Report and Submission
You will write a report at the end. In your report, you will write how you implemented your module, your app, and how you have tested and experimented with it. You will also provide information about what you are printing out. Sample outputs will be included in the report. Include your module and app codes as well.
You will upload your project (report, modules, app, README.txt, etc.) to Moodle. Make sure you include the names of the group members in your report. One submission per group is required.
You will be asked for a demo of your module. Then you will bring your machine and demonstrate your programs. We will also do oral or written exams. Make sure each group member is working and learning. We will also have questions from the project in the midterm/final exam.

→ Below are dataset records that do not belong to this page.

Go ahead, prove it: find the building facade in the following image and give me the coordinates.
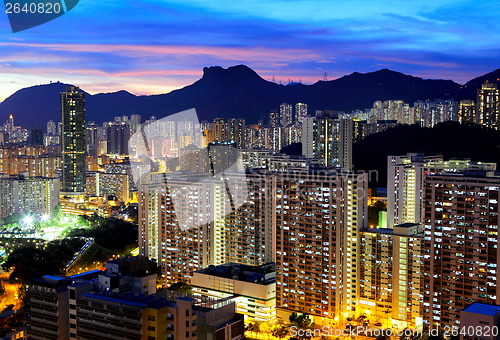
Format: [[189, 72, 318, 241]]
[[61, 86, 86, 194]]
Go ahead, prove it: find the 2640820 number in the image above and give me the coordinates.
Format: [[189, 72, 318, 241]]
[[5, 2, 62, 14]]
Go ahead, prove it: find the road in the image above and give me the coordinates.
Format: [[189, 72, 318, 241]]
[[0, 272, 21, 312]]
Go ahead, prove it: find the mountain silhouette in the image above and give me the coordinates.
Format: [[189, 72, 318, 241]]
[[0, 65, 492, 130]]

Optional Additional Information
Note that the Linux kernel is also a C code that is compiled and that is running in the CPU. Hence it is also using virtual addresses. It can not use physical addresses. That means when kernel code runs in the CPU and makes a memory reference
(generates a memory address), it is a virtual address. That virtual address is translated to a physical address using the page table of the process that made the system call and made the kernel running in the CPU. Hence a portion of the page table of a process is used to map kernel virtual addresses in Linux (some entries in top level table are for the process, some for the kernel).
Kernel can not use a physical address or a physical frame number directly. To access a physical frame (given a frame number), the kernel code (your module code) first needs to calculate a virtual address corresponding to the beginning of the frame. Then you can use that virtual address to access the frame content. For example, starting with that virtual address you can copy the frame content to an application buffer.

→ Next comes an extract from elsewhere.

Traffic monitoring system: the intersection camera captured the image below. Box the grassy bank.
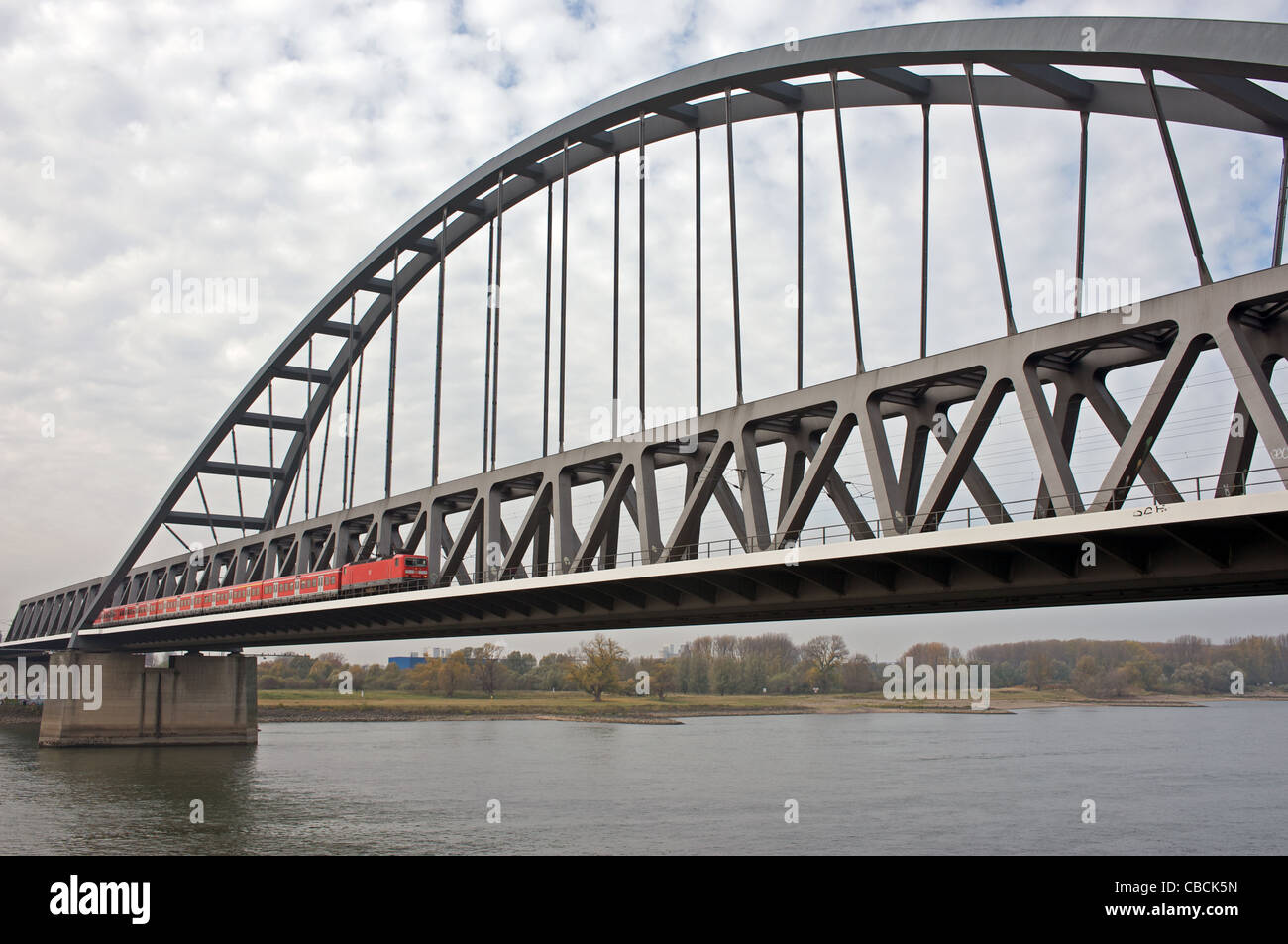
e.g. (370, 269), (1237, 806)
(259, 687), (1267, 724)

Learn about the PAGE_OFFSET macro/constant. The first frame (frame 0) starts at virtual address PAGE_OFFSET.
- The printk() function requires special formatting (%u, etc.) for printing unsigned integers.
- There are various places that tells you about the page table details of x86_64 architecture. Intel architecture manuals (that can be found on the web) can be used as well.
- The 4-Level Paging section (Section 4.5) of Intel x86-64 Architecture Systems Programming Manual (3A) gives information about the structure of the page table and entries ().
- The Linux Kernel Module Programming Guide.
- Linux Device Drivers, Third Edition, http://lwn.net/Kernel/LDD3/, (especially the Chapter 2: Building and Running Modules).
- Linux Virtual Memory Manager:
- Linux Cross Reference.
- The Linux Unix Source Tour.
- Building a Linux Kernel.
Some Extra Things That You Can Do (Optional):
- Your application can use mmap() to map a file into its virtual memory. In this way a new virtual memory area will be created by the kernel for that process and your module can see it. Hence after your application maps the file, you can run (insert) your kernel module and see that a new vm area is added and became part of the virtual address space of the process. You can check its size, and start and end addresses.